Remotely estimating total suspended solids concentration in clear to extremely turbid waters using a novel semi-analytical method

• Published in: Remote sensing of environment Vol. 258; p. 112386
• Main Authors: Jiang, Dalin, Matsushita, Bunkei, Pahlevan, Nima, Gurlin, Daniela, Lehmann, Moritz K., Fichot, Cédric G., Schalles, John, Loisel, Hubert, Binding, Caren, Zhang, Yunlin, Alikas, Krista, Kangro, Kersti, Uusõue, Mirjam, Ondrusek, Michael, Greb, Steven, Moses, Wesley J., Lohrenz, Steven, O'Donnell, David
• Format: Journal Article
• Language: English
• Published: Goddard Space Flight Center Elsevier Inc 01.06.2021; Elsevier; Elsevier BV
• Subjects: Algorithms; Analytical methods; Backscattering; color; data collection; Earth Resources And Remote Sensing; environment; Environmental Sciences; Estimation; Image acquisition; Imaging spectrometers; Japan; Lakes; Mathematical models; MERIS and OLCI; Multi-wavelength; Performance assessment; Quality management; Reflectance; Remote sensing; Sediment transport; Semi-analytical models; Solid suspensions; spectrometers; time series analysis; Total suspended solids; Water quality; Water quality management; Water type classification; Wavelength; wavelengths; Semi-analytical models; Water type classification; Multi-wavelength; Total suspended solids; MERIS and OLCI; Meris And Olci; Water Type Classification; Mulit-Wavelength; Total Suspended Solids; Semi-Analytical Models
• ISSN: 0034-4257; 1879-0704; 1879-0704
• DOI: 10.1016/j.rse.2021.112386

Total suspended solids (TSS) concentration is an important biogeochemical parameter for water quality management and sediment-transport studies.
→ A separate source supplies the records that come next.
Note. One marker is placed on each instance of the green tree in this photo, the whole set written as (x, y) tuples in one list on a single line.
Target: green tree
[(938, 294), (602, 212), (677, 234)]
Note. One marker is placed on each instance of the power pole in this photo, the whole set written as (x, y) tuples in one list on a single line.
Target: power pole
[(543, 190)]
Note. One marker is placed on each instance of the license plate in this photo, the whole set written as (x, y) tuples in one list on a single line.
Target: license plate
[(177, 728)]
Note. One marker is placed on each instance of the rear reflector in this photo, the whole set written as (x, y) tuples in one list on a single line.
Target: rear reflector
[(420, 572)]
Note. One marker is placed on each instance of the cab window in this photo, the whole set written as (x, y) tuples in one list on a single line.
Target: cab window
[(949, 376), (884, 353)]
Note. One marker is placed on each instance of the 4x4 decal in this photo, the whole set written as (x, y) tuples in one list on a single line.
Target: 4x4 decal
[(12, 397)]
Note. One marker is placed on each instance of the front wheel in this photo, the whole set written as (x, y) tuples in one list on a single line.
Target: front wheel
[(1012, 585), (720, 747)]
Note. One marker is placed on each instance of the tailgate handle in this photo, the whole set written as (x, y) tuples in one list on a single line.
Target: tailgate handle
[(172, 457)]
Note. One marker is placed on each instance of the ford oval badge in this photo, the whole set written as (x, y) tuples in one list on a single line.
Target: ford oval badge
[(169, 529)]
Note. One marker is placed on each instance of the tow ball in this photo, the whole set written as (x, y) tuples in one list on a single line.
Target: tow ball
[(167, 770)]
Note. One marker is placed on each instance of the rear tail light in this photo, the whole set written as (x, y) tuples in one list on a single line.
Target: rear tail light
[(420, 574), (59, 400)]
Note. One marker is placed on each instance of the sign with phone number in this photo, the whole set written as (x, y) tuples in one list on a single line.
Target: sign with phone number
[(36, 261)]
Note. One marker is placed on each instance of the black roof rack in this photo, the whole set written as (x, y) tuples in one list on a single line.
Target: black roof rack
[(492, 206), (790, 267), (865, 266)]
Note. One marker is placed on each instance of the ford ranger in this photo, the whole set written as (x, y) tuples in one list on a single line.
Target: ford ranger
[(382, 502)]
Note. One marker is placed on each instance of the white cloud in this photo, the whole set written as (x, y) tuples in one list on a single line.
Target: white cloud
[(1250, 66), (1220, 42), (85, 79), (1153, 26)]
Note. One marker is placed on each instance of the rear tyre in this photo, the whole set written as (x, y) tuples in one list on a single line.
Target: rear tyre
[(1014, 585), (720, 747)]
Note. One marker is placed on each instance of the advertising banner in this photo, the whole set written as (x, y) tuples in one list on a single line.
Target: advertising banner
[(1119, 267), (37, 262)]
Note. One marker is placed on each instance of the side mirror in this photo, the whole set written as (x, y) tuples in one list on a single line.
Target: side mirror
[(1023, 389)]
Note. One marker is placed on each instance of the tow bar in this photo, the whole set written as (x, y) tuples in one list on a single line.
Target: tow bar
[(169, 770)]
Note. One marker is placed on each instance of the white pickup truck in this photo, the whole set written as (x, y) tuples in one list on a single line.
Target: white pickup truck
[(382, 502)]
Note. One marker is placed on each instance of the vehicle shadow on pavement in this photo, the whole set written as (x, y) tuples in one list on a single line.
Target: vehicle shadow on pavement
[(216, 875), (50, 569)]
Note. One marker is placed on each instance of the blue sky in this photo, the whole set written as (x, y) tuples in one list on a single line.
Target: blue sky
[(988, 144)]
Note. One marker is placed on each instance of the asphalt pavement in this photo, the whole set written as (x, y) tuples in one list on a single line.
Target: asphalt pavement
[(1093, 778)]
In this study, we propose a novel semi-analytical method for estimating TSS in clear to extremely turbid waters from remote-sensing reflectance (Rrs). The proposed method includes three sub-algorithms used sequentially. First, the remotely sensed waters are classified into clear (Type I), moderately turbid (Type II), highly turbid (Type III), and extremely turbid (Type IV) water types by comparing the values of Rrs at 490, 560, 620, and 754 nm. Second, semi-analytical models specific to each water type are used to determine the particulate backscattering coefficients (bbp) at a corresponding single wavelength (i.e., 560 nm for Type I, 665 nm for Type II, 754 nm for Type III, and 865 nm for Type IV). Third, a specific relationship between TSS and bbp at the corresponding wavelength is used in each water type. Unlike other existing approaches, this method is strictly semi-analytical and its sub-algorithms were developed using synthetic datasets only. The performance of the proposed method was compared to that of three other state-of-the-art methods using simulated (N = 1000, TSS ranging from 0.01 to 1100 g/m3) and in situ measured (N = 3421, TSS ranging from 0.09 to 2627 g/m3) pairs of Rrs and TSS. Results showed a significant improvement with a Median Absolute Percentage Error (MAPE) of 16.0% versus 30.2–90.3% for simulated data and 39.7% versus 45.9–58.1% for in situ data, respectively. The new method was subsequently applied to 175 MEdium Resolution Imaging Spectrometer (MERIS) and 498 Ocean and Land Colour Instrument (OLCI) images acquired in the 2003–2020 timeframe to produce long-term TSS time-series for Lake Suwa and Lake Kasumigaura, Japan. Performance assessments using MERIS and OLCI matchups showed good agreements with in situ TSS measurements. •We developed a novel semi-analytical method for estimating TSS.•The new method outperformed three existing state-of-the-art methods.•The new method is widely applicable from clear to extremely turbid waters.•The new method can produce reasonable TSS time-series from MERIS & OLCI data.